The small hope the PLSA had in the morning that the Bank of England would give pension schemes further grace to get their house in order beyond Friday was dashed when the BOE’s Financial policy committee met and confirmed that the BOE’s buy-back of gilts will end tomorrow (Friday 14th).
In the late night bars that surround the PLSA’s Liverpool conference , talk was about which of what are being deemed the “planks of trussmoronics” would be ripped up first.
The lady’s for turning
Despite the day before promising cuts, Liz Truss told the House of Commons there would be no cuts. Despite the IFS suggesting that the Government’s growth agenda will get “nil points” at the end of the month unless £60bn of cuts can be found between now and then
But as there have been as many u-turns this month as there have statements of intent, nobody in the late night bars seemed impressed that there was any attention being paid to the detail of the crisis. The Prime Minister and indeed the Minister for Pensions and Growth seemed to be just posturing.
Clearly we cannot have tax cuts, hand-outs and no spending cuts and have economic credibility. Without credibility, pension funds risk being exposed to a continued rise in gilt yields , meaning more support from sponsors, or more selling of growth assets or loss of the hedge. As mentioned yesterday, while pooled funds offered limited liability (you can only lose the value of your holding in the fund) , segregated accounts have unlimited liability. If you subscribe to the view that there is no end to the Government’s folly, had better have deep pockets or have closed their positions.
Telling it as it is
My response to the question – “should the BOE extend support to pension schemes after the end of this week?” put to me on a panel chaired by Fiona Bruce was “no”. This was not met with much joy by the audience and I spent much of the rest of the day getting disapproving looks from many fellow delegates.
My argument was taken from that old adage among criminals “if you can’t do the time, don’t do the crime”. Pension funds have to find their own way home, if they used derivatives as a long-term investment, I think that was ill-advised and I think the Regulator allowed LDI to become BAU without a proper assessment of the risks, now comes the reckoning.
The reckoning
The people at the PLSA conference are not the people actively involved in selling down assets and managing hedging strategies, though there were a large number of delegates spending much of the day on the phone or reading news articles rather than listening to the debates.
Today and tomorrow will be a reckoning for pensions and the two weeks that follow will be the reckoning for this Government.
Growth cannot come out of economic capitulation and if the Government’s cost of borrowing so escalates that it cannot afford its current spending program then there will be no growth but recession and possibly a slump.
Hope for growth?
As well as being an embarrassing day for Government, yesterday was embarrassing for the Bank of England and for the FT. The BOE had apparantly briefed the FT that there would be an extension of its support for gilts and this didn’t happen.
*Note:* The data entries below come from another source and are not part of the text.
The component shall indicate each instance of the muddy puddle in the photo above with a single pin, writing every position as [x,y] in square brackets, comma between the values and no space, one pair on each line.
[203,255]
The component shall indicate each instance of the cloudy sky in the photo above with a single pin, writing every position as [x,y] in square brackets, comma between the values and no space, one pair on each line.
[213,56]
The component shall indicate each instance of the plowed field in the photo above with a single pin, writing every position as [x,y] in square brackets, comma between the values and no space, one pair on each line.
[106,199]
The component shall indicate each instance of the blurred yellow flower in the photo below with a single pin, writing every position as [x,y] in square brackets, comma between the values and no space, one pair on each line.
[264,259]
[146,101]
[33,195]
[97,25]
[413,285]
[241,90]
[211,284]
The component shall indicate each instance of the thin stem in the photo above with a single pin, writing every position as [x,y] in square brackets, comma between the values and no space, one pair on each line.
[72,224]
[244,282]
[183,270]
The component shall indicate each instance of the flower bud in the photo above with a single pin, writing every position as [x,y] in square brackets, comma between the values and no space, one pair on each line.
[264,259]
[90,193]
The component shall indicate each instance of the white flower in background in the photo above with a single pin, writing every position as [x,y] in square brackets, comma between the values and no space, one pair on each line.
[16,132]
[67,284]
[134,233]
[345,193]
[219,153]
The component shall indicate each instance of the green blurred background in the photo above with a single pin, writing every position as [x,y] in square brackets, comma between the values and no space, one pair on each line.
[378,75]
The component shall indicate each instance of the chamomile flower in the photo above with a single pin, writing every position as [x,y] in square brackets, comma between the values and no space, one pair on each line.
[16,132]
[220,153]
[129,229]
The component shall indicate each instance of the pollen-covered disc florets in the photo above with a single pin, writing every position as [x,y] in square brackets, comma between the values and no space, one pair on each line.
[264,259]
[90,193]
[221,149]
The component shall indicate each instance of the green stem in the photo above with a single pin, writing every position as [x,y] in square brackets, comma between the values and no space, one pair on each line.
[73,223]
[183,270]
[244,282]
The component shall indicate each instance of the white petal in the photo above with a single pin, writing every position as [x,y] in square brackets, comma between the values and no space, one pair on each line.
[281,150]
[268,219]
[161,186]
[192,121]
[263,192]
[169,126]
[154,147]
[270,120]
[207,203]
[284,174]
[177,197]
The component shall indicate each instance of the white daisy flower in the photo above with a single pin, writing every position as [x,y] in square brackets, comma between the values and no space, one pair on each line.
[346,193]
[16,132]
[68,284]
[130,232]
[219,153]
Robert Armstrong mused on this overnight and concluded that the general chaos did not seem to be reflected in a long-term risk premium that the UK would have to pay for its Government’s (and central bank’s behavior)
His conclusion gives some hope that once all this is sorted out and pension funds, mortgage payers and those dependent on public services and benefits have been delivered our pain , things may return to normal
The UK does not have a monopoly on bad governance, even at this chaotic moment. The bond market may prove surprisingly forgiving.